Motor Cycling in Australia (magazine) reported, “The NSW Jubilee TT meeting was witnessed by a crowd of spectators estimated to exceed 20,000 in number. 330 officials co-operated in the running of the meeting which was probably the best organised motor cycle road race ever held in the Commonwealth. All races started exactly to the second of the time programmed, save on one occasion where the road-clearing outfit was delayed on its circuit and the start of that particular race was 90 seconds late! The city of Bathurst had every inch of sleeping accommodation occupied days before the race and, on the Friday night, visitors to the meeting slept in camps that encircled the course, filled every camping area, and extended on the sides of roads in every direction up to a radius of 5 miles from Bathurst. Despite the tremendous speeds at which races were run, only one competitor suffered injury of a nature that could be considered worse than bruising. This was Jack Ahearn who fell during the Junior.”

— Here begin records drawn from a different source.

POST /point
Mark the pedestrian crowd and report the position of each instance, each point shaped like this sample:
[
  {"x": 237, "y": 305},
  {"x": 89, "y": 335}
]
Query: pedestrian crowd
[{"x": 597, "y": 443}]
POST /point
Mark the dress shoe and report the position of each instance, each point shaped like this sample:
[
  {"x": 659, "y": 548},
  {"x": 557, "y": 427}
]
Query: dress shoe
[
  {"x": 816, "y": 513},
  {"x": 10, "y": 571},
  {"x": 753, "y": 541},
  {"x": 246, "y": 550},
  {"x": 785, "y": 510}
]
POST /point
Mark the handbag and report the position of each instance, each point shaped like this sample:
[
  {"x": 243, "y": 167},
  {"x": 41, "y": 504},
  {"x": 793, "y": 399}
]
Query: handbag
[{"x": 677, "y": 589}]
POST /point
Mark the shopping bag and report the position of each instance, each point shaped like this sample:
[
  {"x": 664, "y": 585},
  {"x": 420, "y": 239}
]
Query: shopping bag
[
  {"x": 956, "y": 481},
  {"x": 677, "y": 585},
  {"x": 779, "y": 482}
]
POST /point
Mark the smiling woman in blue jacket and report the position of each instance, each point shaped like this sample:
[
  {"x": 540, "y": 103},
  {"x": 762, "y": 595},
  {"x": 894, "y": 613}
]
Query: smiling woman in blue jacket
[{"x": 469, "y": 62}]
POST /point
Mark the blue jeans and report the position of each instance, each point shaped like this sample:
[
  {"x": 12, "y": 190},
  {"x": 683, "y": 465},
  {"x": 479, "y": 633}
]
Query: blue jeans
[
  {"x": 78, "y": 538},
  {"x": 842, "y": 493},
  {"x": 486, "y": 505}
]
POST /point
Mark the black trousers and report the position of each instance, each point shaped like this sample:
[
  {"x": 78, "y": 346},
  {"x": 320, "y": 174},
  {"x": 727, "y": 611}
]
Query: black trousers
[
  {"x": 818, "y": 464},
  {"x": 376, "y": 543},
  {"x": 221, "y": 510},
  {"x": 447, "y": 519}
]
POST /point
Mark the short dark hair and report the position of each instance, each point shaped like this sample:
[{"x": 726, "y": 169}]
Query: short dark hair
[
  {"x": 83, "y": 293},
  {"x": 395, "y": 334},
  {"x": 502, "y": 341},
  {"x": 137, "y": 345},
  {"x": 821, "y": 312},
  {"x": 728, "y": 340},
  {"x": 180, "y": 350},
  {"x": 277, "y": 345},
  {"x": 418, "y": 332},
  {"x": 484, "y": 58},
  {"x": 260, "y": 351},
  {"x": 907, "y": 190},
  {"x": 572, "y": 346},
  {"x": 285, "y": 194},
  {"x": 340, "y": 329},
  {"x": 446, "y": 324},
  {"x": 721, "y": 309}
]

In fact, official practice saw Isle of Man representative and former AJS works rider Eric McPherson drop his 7R AJS in exactly the same spot as Ahearn, the incident captured on film by Byron Gunther in one of the most iconic
photographs in local motor cycle racing history. McPherson, bruised and battered, managed to complete the Junior TT but finished well back and announced his retirement from racing soon after. That Junior TT featured a sensational battle as early leader Ernie Ring was gradually overhauled by Victorian Maurie Quincey, who took the flag with a 3 second margin. It was soon revealed that Ring had covered the final lap with a flat front tyre. The premier event, the Senior TT over 100 miles, also fell to the amazing Hinton. Harry was riding with his face bandaged and with a large foam rubber pad under his helmet’s chin strap after a bizarre incident in the Junior TT when Bill Morris’s AJS picked up a length of loudspeaker cable, which also snared George Campbell. Travelling close behind, Hinton was struck as the cable recoiled, lashing his upper body and severing the clutch cable of his Norton!
Harry’s performance in the last race of the day, the Open TT, was virtuoso. The old master had already contested 320km of racing that day, and faced the toughest opposition in the form of Lloyd Hirst, who had un-bolted the chair from his Vincent Black Lightning after winning the Sidecar TT. Hinton’s ace was that he carried an extra two gallons of fuel in a tank mounted on the rear mudguard, and when leader Hirst dashed into the pits to refuel at half distance, Harry surged into the lead and put his head down, pulverising the lap record down to 3.01 on his way to a sensational victory. The roads back to Sydney were chocka-block that evening, but every spectator went home in the knowledge that he, or she, had witnessed a meeting that would go down as a classic.